Going back in time, I can think of vividly delicious canned strawberries preserved in syrup served at Vie; I know of the frittatas enjoyed with frozen red peppers, and I marveled at candied preserved pear used to make local ice cream. Three different ways of putting things away, by can, by freeze, by drying/candying that tasted as good, if not better, than the equivalent of those products in the winter. The strawberries, well they had that real, that true strawberry flavor so unfamiliar to most eaters. The peppers tasted of sun, of summer. The pears made every cliché of “explodes with flavor” and “burst in your mouth” go through my head. Sure, there were textural issues. The strawberries were soft, seeds more noticeable; the peppers flaccid, the pear gummy, but why do we need all of our foods to have the dry, static texture of fresh. You could not dip canned strawberries in brown sugar or make a salad of the red peppers. So. Find dishes that match the food.

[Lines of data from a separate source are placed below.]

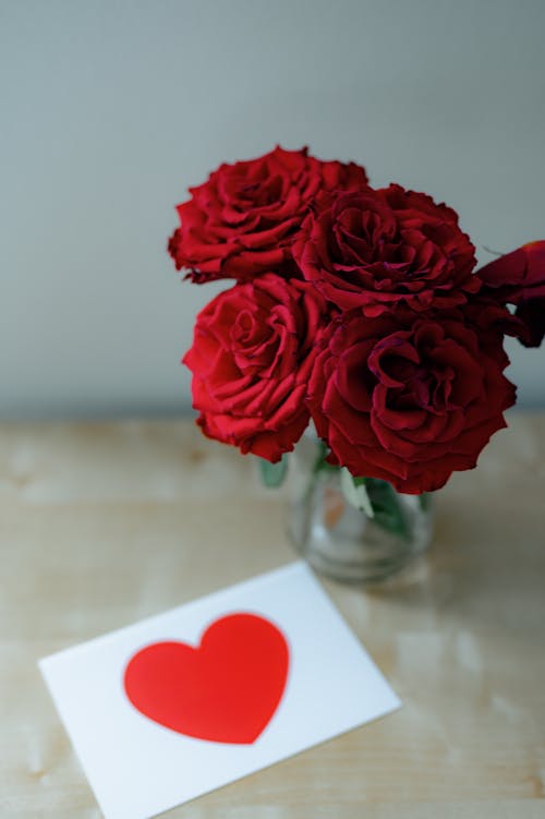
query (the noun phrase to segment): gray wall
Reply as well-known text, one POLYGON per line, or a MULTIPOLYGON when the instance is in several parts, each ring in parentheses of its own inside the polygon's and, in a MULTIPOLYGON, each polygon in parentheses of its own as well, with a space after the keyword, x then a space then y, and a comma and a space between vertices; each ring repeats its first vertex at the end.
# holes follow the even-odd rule
MULTIPOLYGON (((0 0, 0 412, 179 412, 173 205, 280 142, 545 237, 543 0, 0 0)), ((512 350, 523 406, 545 350, 512 350)))

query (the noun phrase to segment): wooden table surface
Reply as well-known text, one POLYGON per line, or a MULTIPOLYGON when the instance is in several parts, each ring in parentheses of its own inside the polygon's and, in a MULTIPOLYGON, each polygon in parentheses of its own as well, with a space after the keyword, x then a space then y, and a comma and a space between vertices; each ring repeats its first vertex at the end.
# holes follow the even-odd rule
MULTIPOLYGON (((95 819, 36 660, 292 561, 283 491, 187 421, 0 430, 0 817, 95 819)), ((403 707, 165 816, 545 817, 544 490, 545 417, 511 414, 425 559, 325 582, 403 707)))

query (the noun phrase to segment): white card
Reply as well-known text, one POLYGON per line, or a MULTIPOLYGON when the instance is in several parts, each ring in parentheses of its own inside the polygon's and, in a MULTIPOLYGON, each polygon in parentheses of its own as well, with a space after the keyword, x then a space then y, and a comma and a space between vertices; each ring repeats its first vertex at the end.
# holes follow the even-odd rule
POLYGON ((107 819, 148 819, 400 704, 301 562, 39 665, 107 819))

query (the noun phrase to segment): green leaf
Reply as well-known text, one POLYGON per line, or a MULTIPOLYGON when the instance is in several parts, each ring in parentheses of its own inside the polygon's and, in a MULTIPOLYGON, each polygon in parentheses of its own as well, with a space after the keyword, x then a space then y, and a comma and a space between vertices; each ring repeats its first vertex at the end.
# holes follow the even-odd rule
POLYGON ((422 495, 419 495, 419 503, 422 511, 427 511, 432 506, 432 493, 423 492, 422 495))
POLYGON ((346 467, 341 469, 340 477, 342 494, 349 504, 364 511, 368 518, 374 518, 375 510, 365 489, 365 479, 353 478, 346 467))
POLYGON ((265 460, 265 458, 259 458, 259 469, 265 486, 280 486, 288 471, 288 455, 282 455, 281 459, 276 463, 271 463, 265 460))
POLYGON ((393 486, 377 478, 365 480, 367 496, 375 513, 374 521, 386 531, 409 540, 411 530, 393 486))

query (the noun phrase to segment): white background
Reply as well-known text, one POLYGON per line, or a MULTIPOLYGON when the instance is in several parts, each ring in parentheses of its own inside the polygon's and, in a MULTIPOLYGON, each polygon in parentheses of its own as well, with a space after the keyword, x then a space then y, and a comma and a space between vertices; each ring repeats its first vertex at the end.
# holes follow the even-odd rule
POLYGON ((213 290, 173 206, 277 142, 447 201, 481 260, 545 238, 544 31, 543 0, 0 0, 0 414, 187 409, 213 290))
POLYGON ((106 819, 145 819, 399 706, 303 563, 68 649, 40 662, 106 819), (150 642, 197 646, 218 617, 265 616, 283 633, 290 667, 280 704, 253 745, 182 736, 138 713, 122 690, 150 642))

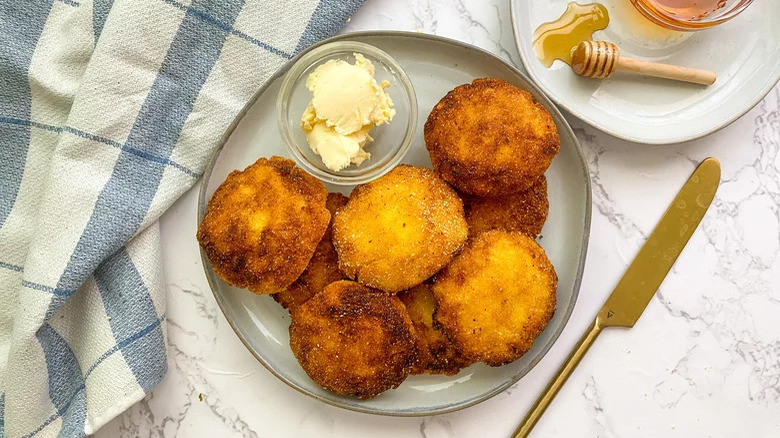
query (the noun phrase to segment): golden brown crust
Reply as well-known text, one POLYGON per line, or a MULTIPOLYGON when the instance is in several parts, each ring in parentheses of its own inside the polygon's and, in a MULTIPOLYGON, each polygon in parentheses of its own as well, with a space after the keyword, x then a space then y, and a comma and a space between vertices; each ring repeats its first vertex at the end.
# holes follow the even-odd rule
POLYGON ((530 189, 512 195, 480 197, 464 195, 463 206, 469 233, 489 230, 519 231, 536 237, 547 220, 547 178, 542 176, 530 189))
POLYGON ((289 286, 328 226, 327 191, 291 160, 260 158, 217 188, 198 242, 227 283, 258 294, 289 286))
MULTIPOLYGON (((328 193, 326 207, 331 214, 331 218, 335 216, 339 208, 347 204, 347 199, 349 198, 341 193, 328 193)), ((322 240, 317 244, 317 249, 314 250, 314 255, 311 257, 303 274, 293 284, 273 295, 276 302, 285 309, 292 310, 300 306, 309 298, 322 291, 325 286, 346 278, 339 269, 339 258, 336 254, 336 249, 333 248, 333 240, 331 238, 332 222, 333 220, 331 219, 331 223, 328 224, 322 240)))
POLYGON ((416 361, 416 335, 398 297, 337 281, 292 311, 290 348, 312 380, 371 398, 400 385, 416 361))
POLYGON ((417 333, 419 356, 412 374, 457 374, 471 365, 433 323, 434 301, 431 286, 423 283, 398 294, 406 306, 417 333))
POLYGON ((463 202, 431 170, 401 165, 355 188, 333 219, 347 277, 388 292, 422 283, 463 246, 463 202))
POLYGON ((456 87, 425 122, 436 171, 458 190, 499 196, 526 190, 558 153, 552 116, 530 93, 501 79, 456 87))
POLYGON ((555 312, 558 277, 522 233, 477 235, 435 278, 434 319, 468 358, 491 366, 525 354, 555 312))

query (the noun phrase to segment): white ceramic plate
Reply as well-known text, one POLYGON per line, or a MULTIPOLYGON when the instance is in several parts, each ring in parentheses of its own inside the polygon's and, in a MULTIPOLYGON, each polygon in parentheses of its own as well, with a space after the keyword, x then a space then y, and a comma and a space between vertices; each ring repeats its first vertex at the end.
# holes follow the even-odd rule
POLYGON ((545 68, 533 51, 533 32, 558 18, 569 1, 512 0, 520 57, 552 100, 616 137, 648 144, 702 137, 746 113, 780 79, 780 1, 758 0, 729 22, 681 33, 651 24, 629 0, 595 0, 611 21, 594 39, 617 44, 622 56, 712 70, 718 80, 709 87, 623 73, 582 78, 561 61, 545 68))
MULTIPOLYGON (((530 91, 547 107, 558 126, 561 149, 547 172, 550 213, 541 244, 558 273, 558 305, 547 329, 521 359, 497 368, 476 364, 452 377, 411 376, 399 388, 370 400, 341 397, 320 388, 304 373, 290 351, 290 318, 270 296, 254 295, 220 280, 203 256, 217 303, 244 345, 272 373, 293 388, 327 403, 385 415, 430 415, 486 400, 525 375, 547 352, 569 319, 579 290, 590 228, 590 182, 587 164, 571 128, 552 103, 516 68, 480 49, 415 33, 358 33, 333 40, 355 40, 386 51, 404 68, 417 92, 418 132, 403 162, 430 167, 422 126, 433 105, 457 85, 477 77, 503 78, 530 91)), ((326 41, 327 42, 327 41, 326 41)), ((292 62, 295 62, 293 59, 292 62)), ((198 222, 208 200, 227 174, 261 156, 285 156, 276 124, 276 96, 281 76, 272 78, 237 117, 216 152, 200 191, 198 222)), ((393 93, 392 87, 389 92, 393 93)), ((349 192, 352 187, 328 187, 349 192)), ((201 253, 202 254, 202 253, 201 253)))

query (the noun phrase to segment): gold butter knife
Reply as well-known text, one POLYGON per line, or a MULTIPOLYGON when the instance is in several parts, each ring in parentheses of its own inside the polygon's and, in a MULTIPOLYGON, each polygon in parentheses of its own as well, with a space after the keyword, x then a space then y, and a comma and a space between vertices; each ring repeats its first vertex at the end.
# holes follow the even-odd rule
POLYGON ((677 256, 701 222, 720 183, 720 163, 707 158, 699 164, 647 238, 615 290, 582 335, 574 350, 536 400, 513 438, 525 438, 541 418, 553 397, 605 327, 636 324, 653 294, 669 273, 677 256))

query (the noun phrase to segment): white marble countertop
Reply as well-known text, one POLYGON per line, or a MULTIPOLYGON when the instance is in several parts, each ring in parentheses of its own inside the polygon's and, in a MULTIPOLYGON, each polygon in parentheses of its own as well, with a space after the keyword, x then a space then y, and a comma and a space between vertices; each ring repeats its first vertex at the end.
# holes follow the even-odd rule
MULTIPOLYGON (((519 64, 507 0, 368 0, 345 31, 420 30, 519 64)), ((574 313, 511 389, 435 417, 391 418, 310 399, 244 348, 209 291, 196 189, 162 220, 168 375, 97 437, 507 437, 588 326, 676 191, 707 156, 714 204, 631 330, 606 330, 537 437, 780 436, 780 87, 723 130, 674 146, 609 137, 569 117, 590 161, 593 223, 574 313)))

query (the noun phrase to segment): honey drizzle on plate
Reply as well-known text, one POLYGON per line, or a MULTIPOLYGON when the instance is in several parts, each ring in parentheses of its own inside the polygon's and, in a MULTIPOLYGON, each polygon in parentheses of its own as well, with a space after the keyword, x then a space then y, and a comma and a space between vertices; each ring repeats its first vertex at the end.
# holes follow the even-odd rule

If we remove ourselves from the tyranny of the fresh, we can eat local without the farmer’s market being open. We do not need to rely on someone else, on weather, on seasons. Obviously, one cannot march into this battle wily-nily. But this is not a “how-to” post. There’s plenty of time for that. Before taking the time, the effort, the capital to start preserving your food, you have to enlist. You have to become a conscript against the tyranny. Wallow in preserved foods. Realize you can eat a peach in February, just not a fresh peach. Maybe you will even develop a taste for canned peas.